FITAI - Artificial Intelligence for GNSS post-fit residual and position joint analysis. A plugin for Jason, Rokubun cloud GNSS processing service

  • Title: FITAI - Artificial Intelligence for GNSS post-fit residual and position joint analysis. A plugin for Jason, Rokubun cloud GNSS processing service
  • Funder: ESA
  • Call: Open Discovery Ideas Channel
  • Budget: 175.000 €
  • Partners: Rokubun
  • Duration: 18 months

Machine Learning algorithms in the field of GNSS are usually trained using physical models of the different aspects that make up the GNSS signal (the geometric range, ionospheric and tropospheric delay, orbits, clocks, etc.) and positioning filters such as Kalman filter that estimate a state (position, velocity and time) based on a set of observations.
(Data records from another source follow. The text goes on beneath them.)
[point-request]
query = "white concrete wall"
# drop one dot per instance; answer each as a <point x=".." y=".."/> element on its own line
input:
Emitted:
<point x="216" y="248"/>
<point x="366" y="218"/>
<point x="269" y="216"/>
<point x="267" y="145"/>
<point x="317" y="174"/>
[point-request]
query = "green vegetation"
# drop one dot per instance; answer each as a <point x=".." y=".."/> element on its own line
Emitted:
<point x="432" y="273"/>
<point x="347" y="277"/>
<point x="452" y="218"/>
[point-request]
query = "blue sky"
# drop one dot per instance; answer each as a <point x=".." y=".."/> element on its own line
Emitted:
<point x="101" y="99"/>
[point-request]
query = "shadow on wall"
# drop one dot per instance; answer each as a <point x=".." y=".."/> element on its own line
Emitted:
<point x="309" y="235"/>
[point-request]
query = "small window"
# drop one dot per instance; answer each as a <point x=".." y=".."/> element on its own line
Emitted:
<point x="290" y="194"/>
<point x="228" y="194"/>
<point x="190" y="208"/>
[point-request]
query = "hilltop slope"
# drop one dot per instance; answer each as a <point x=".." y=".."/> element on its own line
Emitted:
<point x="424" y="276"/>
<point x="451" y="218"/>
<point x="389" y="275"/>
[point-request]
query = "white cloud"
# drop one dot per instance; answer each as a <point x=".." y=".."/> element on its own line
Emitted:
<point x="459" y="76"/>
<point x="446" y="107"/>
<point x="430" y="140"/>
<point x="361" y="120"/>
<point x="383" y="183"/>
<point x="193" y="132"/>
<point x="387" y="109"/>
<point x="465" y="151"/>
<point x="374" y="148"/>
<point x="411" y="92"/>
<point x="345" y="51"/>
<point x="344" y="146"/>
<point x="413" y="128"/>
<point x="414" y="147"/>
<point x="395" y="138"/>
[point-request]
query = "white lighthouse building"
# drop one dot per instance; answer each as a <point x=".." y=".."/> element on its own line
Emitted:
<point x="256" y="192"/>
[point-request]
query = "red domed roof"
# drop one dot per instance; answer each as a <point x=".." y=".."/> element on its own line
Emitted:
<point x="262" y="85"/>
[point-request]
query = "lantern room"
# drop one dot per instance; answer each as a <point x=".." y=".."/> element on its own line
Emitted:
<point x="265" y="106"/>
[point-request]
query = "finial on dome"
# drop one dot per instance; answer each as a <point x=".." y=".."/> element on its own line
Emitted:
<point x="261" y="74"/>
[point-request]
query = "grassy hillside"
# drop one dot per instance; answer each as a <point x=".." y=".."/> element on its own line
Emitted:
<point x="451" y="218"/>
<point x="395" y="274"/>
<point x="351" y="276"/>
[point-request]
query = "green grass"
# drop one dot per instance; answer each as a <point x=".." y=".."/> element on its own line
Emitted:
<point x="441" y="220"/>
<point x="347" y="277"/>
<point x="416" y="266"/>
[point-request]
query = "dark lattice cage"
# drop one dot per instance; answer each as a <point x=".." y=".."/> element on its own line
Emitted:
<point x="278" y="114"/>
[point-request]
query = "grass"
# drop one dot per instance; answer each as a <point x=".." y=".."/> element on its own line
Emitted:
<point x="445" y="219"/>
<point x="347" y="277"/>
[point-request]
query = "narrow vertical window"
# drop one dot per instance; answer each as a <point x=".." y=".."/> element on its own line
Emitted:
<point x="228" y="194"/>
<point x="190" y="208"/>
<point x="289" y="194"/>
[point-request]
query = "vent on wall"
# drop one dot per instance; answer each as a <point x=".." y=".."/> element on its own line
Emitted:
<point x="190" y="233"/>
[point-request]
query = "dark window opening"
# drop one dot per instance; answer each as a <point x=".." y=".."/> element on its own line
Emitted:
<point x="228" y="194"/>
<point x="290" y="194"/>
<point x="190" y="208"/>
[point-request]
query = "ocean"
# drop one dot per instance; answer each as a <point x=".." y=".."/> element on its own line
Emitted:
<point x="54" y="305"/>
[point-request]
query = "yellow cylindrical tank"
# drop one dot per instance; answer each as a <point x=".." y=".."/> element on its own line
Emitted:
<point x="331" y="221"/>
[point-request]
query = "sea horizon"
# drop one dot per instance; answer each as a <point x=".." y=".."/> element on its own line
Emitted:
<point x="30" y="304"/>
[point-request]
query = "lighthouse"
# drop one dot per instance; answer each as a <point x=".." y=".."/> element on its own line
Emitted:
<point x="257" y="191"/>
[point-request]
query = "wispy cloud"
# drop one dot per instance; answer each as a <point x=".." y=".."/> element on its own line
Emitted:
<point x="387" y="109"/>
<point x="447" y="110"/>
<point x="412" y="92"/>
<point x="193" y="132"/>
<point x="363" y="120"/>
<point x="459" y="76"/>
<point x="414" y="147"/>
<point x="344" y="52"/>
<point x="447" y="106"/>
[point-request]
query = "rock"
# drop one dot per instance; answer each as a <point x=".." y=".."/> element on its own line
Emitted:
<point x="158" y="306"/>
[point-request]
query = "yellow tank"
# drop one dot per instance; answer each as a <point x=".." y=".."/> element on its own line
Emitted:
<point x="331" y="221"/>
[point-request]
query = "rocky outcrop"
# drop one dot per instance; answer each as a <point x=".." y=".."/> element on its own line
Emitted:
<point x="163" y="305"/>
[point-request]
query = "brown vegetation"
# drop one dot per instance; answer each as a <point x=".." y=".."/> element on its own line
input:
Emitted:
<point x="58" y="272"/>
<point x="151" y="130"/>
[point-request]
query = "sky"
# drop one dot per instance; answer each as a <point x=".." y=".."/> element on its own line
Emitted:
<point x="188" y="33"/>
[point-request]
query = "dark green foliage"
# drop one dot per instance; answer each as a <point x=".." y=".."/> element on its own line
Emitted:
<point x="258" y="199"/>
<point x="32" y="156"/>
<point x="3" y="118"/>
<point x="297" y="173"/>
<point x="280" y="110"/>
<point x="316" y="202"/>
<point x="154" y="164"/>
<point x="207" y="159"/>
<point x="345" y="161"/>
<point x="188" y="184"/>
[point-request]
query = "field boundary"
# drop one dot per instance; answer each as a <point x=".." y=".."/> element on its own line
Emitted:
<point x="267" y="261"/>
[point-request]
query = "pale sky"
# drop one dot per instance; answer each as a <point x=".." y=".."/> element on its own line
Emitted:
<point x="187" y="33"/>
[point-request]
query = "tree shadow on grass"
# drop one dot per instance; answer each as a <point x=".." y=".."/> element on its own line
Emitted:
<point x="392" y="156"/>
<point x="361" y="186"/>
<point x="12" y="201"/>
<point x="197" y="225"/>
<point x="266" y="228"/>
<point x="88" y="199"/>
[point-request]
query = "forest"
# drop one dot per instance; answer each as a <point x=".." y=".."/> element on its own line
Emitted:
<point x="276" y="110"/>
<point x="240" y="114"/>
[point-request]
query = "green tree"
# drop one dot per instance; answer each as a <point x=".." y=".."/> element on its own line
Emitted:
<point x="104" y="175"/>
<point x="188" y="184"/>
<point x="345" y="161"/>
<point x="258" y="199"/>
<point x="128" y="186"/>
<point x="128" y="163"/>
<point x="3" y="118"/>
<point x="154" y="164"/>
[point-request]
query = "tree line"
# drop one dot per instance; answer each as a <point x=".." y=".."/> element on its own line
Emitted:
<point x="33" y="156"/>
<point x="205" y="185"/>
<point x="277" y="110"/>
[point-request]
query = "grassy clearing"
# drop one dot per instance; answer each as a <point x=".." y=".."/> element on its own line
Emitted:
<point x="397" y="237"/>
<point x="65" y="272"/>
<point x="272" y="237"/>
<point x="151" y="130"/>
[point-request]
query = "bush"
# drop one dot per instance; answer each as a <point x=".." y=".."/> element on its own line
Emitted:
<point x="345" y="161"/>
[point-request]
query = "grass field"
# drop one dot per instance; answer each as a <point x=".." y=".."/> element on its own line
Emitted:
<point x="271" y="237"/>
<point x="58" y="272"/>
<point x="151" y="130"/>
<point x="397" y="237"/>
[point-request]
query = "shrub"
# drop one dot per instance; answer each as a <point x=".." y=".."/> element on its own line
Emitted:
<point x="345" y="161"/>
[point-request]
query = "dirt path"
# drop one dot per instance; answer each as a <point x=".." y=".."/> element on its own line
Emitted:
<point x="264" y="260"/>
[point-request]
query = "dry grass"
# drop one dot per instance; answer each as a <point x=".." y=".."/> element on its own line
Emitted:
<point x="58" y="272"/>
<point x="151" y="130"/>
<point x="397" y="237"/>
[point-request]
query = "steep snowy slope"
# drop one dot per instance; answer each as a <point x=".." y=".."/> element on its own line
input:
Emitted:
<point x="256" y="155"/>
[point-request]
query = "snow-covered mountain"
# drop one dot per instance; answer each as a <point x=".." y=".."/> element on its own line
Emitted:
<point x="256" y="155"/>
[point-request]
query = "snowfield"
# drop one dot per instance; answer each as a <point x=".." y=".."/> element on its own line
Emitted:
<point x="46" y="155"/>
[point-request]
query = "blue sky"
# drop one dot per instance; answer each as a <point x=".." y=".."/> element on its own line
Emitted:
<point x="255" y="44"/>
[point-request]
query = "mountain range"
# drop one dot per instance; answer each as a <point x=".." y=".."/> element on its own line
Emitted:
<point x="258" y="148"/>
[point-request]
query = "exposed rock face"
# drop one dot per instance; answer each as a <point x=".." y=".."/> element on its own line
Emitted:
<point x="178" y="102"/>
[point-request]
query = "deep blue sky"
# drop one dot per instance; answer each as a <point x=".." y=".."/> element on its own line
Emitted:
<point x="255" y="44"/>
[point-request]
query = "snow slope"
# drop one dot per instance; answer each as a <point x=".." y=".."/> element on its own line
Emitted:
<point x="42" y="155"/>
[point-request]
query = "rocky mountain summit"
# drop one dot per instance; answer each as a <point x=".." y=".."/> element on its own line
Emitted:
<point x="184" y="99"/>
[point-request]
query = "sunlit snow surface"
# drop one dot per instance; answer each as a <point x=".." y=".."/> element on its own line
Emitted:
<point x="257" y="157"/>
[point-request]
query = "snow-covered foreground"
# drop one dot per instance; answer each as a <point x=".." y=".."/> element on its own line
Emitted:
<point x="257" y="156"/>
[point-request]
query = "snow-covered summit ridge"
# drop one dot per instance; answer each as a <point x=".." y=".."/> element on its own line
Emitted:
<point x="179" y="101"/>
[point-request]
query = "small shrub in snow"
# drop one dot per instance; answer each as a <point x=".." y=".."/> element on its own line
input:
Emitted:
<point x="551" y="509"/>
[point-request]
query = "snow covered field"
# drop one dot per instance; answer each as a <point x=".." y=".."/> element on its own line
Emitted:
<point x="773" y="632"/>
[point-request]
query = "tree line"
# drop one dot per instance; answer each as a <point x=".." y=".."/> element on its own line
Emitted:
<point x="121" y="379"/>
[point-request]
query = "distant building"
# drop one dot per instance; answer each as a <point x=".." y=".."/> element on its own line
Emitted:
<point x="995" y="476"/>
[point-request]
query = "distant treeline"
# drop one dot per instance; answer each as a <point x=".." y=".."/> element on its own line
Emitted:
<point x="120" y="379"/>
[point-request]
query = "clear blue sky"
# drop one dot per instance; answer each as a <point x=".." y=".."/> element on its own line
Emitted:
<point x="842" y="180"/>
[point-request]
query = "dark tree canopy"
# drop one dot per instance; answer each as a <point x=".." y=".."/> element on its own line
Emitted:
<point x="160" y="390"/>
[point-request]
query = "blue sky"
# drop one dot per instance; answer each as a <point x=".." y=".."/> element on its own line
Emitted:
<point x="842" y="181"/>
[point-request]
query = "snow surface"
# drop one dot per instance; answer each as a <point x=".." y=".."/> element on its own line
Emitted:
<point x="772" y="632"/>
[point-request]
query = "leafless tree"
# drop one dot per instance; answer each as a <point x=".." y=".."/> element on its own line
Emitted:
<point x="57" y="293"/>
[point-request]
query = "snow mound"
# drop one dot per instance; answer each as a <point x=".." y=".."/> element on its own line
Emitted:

However, after the estimation has been obtained, little attention is paid to the ‘post-fit residuals’ – the values that indicate how well the input data ‘agrees’ with the estimated state.

The FITAI project will use these post-fit residuals and positioning errors to develop a processing stage based on an ESA patent for Rokubun's Jason cloud GNSS service. This will improve the accuracy of navigational satellite position estimates, particularly in challenging scenarios such as urban canyons.